What is Meta Model?
Meta model is format that allows to captured detailed information about attributes of data sets that are to be processed.
What type of information can be captured in Meta Model?
The following types of information can be captured in meta model on a per attribute basis for a given entity.
Data set Description - The module, entity and description of the data set.
Attribute Description - Name, Description, Format and Length. This can be captured at both the data model and BI model levels.
Attribute Security - Masking requirement and masking information.
Attribute Transforms - Transform rule that need to be applied at the inbound and outbound. By default trim is applied to all categorical attributes.
Attribute Filtering - Whether the attribute should be part of data filterring process and if so what rule.
Attribute IQM - Whether the attribute should be utilized in IQM match. For more information on IQM, please refer to IQM FAQs and BAPCore documentation.
Attribute EDA - Whether the attribute should be utilized in EDA analysis.
Attribute Calendar - Whether the attribute should be utilized in calendar join operations.
Attribute Validation - Whether the attribute should be part of data validation process and if so what rule.
Attribute Quality - Whether the attribute should be part of data validation process and if so what rule.
What are the data types supported in meta model?
Currently character, integer and numeric are supported.
Should I specify data colums as character data type as well?
Yes.
How do I validate meta model against the data set?
Developers can use the dataops.applymodeldatacompatibility to check the compatibility of the metamodel with the data.
Where are the Meta Models stored?
Meta models are stored within the Meta folder of the core data lake (BAPCORE/Meta/BDL/Fact).
How is the storage and retrieval of Meta Models?
Meta models are stored within the Meta folder of the core data lake using the BAPCore API. They can be retrieved using the BAPCore API as well.
How is the life cycle of the Meta Model managed?
The most current version of Meta Model is stored in Current folder (BAPCORE/Meta/BDL/Fact/Current). The archived version is stored in Archive folder (BAPCORE/Meta/BDL/Fact/Archive). When a new version is pushed, the current version is moved to the archive folder.
Can I know what Meta Model was used for a particular batch process?
Every time an metamodel is used for any data movement, the defintion of the meta model is stored in the track folder (BAPCORE/Meta/BDL/Fact/Track) along with the batch_id of the data movement process.
Can I define more than one parent entity?
Currently, that is not supported. A child entity can only belong to one parent entity. If you specify more than one parent, workloads will fail on orphan and nested records processor.
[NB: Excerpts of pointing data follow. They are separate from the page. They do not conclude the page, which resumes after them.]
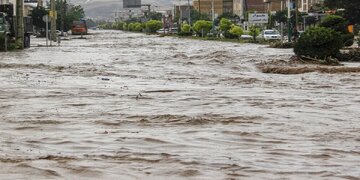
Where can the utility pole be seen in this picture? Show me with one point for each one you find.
(53, 20)
(189, 11)
(62, 16)
(199, 9)
(180, 15)
(289, 21)
(213, 15)
(282, 23)
(20, 22)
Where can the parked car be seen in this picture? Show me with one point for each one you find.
(270, 34)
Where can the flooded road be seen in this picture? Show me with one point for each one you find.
(130, 106)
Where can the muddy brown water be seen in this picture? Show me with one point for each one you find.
(130, 106)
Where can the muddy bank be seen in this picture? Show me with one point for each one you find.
(130, 106)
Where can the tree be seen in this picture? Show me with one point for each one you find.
(339, 24)
(236, 31)
(186, 28)
(37, 14)
(202, 27)
(336, 23)
(254, 31)
(318, 42)
(232, 17)
(225, 24)
(74, 13)
(352, 9)
(153, 25)
(195, 16)
(155, 16)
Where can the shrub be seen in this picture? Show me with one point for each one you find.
(2, 41)
(352, 55)
(335, 22)
(202, 27)
(125, 27)
(339, 24)
(120, 25)
(132, 26)
(185, 30)
(282, 45)
(236, 31)
(138, 27)
(318, 42)
(254, 31)
(225, 24)
(348, 39)
(153, 25)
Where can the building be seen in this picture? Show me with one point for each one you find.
(307, 5)
(220, 6)
(182, 11)
(240, 7)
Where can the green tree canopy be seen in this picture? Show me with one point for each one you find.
(153, 25)
(236, 30)
(71, 13)
(225, 24)
(37, 15)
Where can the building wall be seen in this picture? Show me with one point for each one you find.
(220, 6)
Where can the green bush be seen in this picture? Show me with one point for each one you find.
(225, 25)
(185, 30)
(318, 42)
(348, 39)
(138, 27)
(339, 24)
(153, 25)
(120, 25)
(2, 42)
(125, 27)
(132, 26)
(282, 45)
(236, 31)
(351, 55)
(202, 27)
(254, 31)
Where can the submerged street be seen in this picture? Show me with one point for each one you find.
(121, 105)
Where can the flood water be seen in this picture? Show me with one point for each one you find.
(132, 106)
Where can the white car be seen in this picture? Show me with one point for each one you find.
(271, 34)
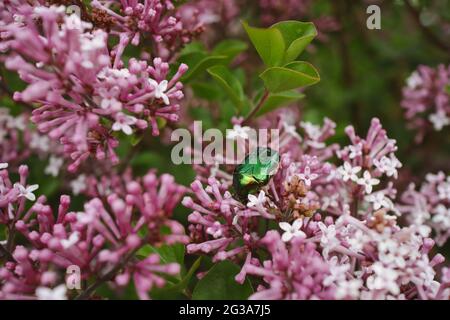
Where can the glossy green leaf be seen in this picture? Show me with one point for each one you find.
(174, 291)
(268, 43)
(198, 62)
(206, 90)
(219, 284)
(277, 100)
(229, 83)
(296, 35)
(294, 75)
(230, 48)
(167, 254)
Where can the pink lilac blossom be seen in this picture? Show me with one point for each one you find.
(159, 20)
(428, 206)
(19, 140)
(426, 99)
(340, 240)
(84, 95)
(101, 240)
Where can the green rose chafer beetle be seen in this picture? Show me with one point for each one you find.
(255, 172)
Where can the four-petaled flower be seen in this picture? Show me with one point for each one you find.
(123, 123)
(307, 176)
(291, 231)
(160, 89)
(73, 239)
(254, 201)
(379, 200)
(439, 120)
(348, 172)
(27, 192)
(57, 293)
(368, 182)
(238, 132)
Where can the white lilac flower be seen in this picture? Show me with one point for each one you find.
(348, 289)
(85, 218)
(26, 192)
(441, 216)
(355, 151)
(337, 271)
(368, 182)
(379, 200)
(41, 143)
(348, 172)
(254, 201)
(388, 165)
(439, 120)
(292, 231)
(54, 165)
(79, 184)
(160, 89)
(73, 239)
(444, 191)
(328, 239)
(383, 279)
(414, 80)
(57, 293)
(238, 132)
(307, 176)
(123, 123)
(312, 130)
(291, 130)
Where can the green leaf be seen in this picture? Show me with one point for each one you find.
(173, 291)
(206, 90)
(230, 48)
(229, 83)
(167, 254)
(219, 284)
(294, 75)
(296, 35)
(269, 44)
(277, 100)
(199, 62)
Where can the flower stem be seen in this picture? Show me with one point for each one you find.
(108, 276)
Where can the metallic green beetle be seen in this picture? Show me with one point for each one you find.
(255, 172)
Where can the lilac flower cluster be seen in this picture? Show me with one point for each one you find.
(429, 207)
(426, 99)
(83, 91)
(331, 232)
(101, 240)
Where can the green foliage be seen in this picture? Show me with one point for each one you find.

How does nesting work if I can define only one parent entity?
When processing child entity, you can pass a coleasced meta model that has all parents to that particluar child based on strict parent child relationship. For example, X is the child of Y and Z is the child of X, you can pass the coalesced meta model (both X and Y) along with entity model Z while processing data set for Z.
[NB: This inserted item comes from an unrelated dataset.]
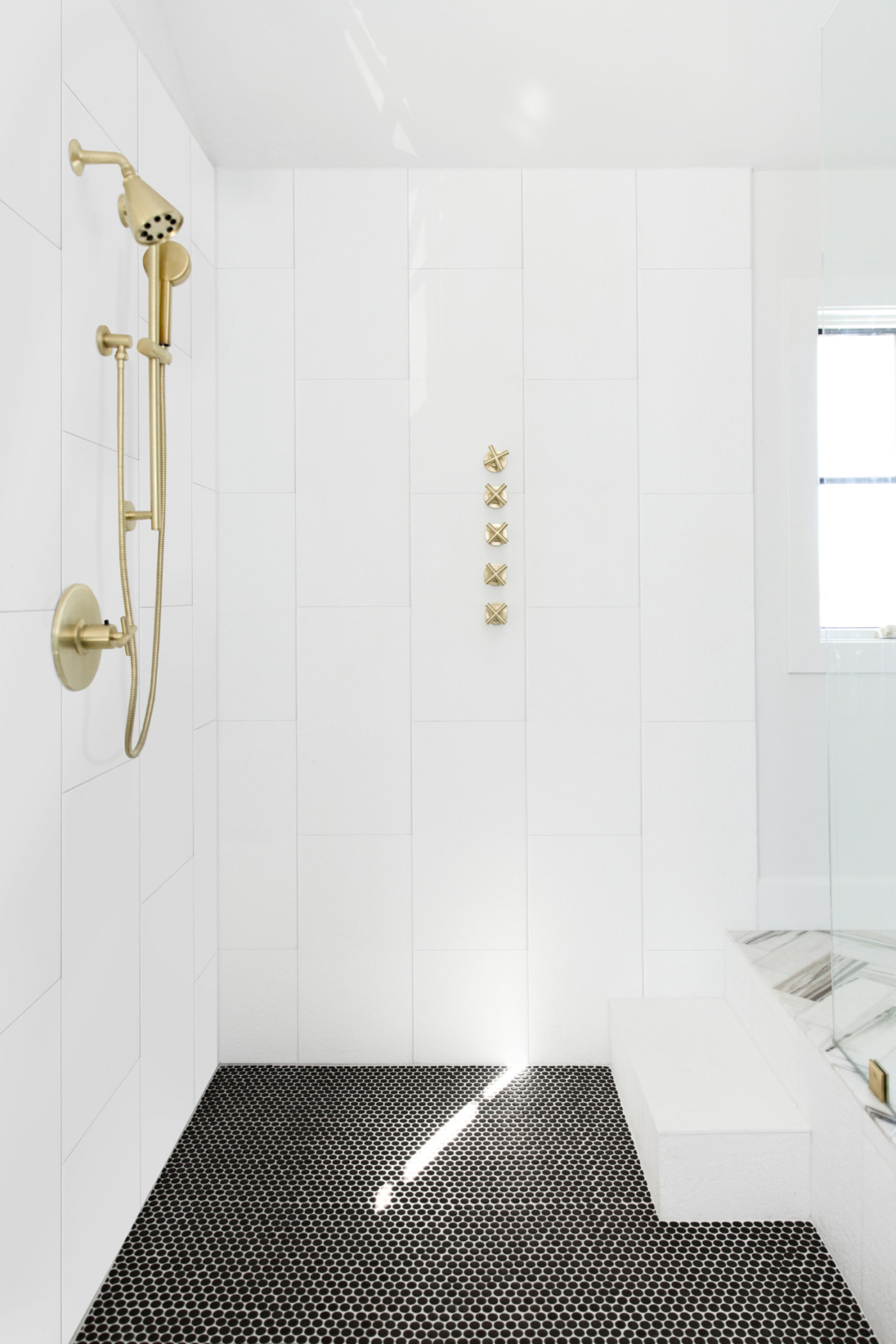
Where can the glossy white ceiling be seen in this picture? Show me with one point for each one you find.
(492, 83)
How are references to parent meta model stored in entity meta model for a particular batch process?
The parent meta model is coalesced with the entity meta model. The coalesced (entity meta model and parent entity meta model) are stored in the track folder (BAPCORE/Meta/BDL/Fact/Track) along with the batch_id of the data movement process. None of the attributes of the parent entity model are changed when coalesced with child entity model meta model. this helps in troubleshooting if all parent entity models are appropriately applied to child entity model for nesting processes.
What should the format of enttity_effective_date_time be?
Entity effective datetime should be a string else metamodel.read will fail.
What are the best practices for meta model?
Special character issue in filter and validation rules - filter records process would fail. Error log will indicate ‘special character error’. Avoid special characters while defining filter and validation rules. If you are defining meta model in excel or csv, export that to an R file using dput function and search for any special characters and if there are ny special characters, remove those before saving the metamodel to the core data lake.
No parent is defined in meta model - If no parent information is defined in the meta model i.e parent location and parent attributes, no nested data would be created.
For integers, default should be ‘0' and for numeric, it should be ‘0.01’. For characters, the default value should be ‘NOT AVAILABLE’
Impute method for numeric and integer should be mean and for characters, it should be DEFAULT.
meta model column names should be all lower case.
IQM metric match should be ‘YES’ only for integer and numeric columns. This should be set to YES only for integer or numerical columns that are meaningful to data analysis. For example. you would set customer_credit_score and customer_age to ‘YES’ but not postal_code (if its defined as an integer).
IQM codes should be ‘YES' for characters columns. This should be set to YES only for categorical columns that are meaningful to data analysis. For example. you would set customer_type and customer_group to ‘YES’ but not customer_name or customer_id.
Entity Name should be exactly as defined in HDFS folder structure. The entity name is used to dynamically look up data lake paths.
EDA Dimensions should be ‘YES’ for character columns. This should be set to YES only for categorical columns that are meaningful to data analysis. For example. you would set customer_type and customer_group to ‘YES’ but not customer_name or customer_id.
EDA Metrics should be ‘YES’ for integer and numeric columns. This should be set to YES only for integer or numerical columns that are meaningful to data analysis. For example. you would set customer_credit_score and customer_age to ‘YES’ but not postal_code (if its defined as an integer).
EDA iterate by should be the as of date and only the as of date. This would allow for creating EDA analytics on daily basis.
Entity Attribute Calendar Join Key should only be specified as as of date and no other key.
Each record in meta model needs to be unique (entity names, object/BI names all need to be unique).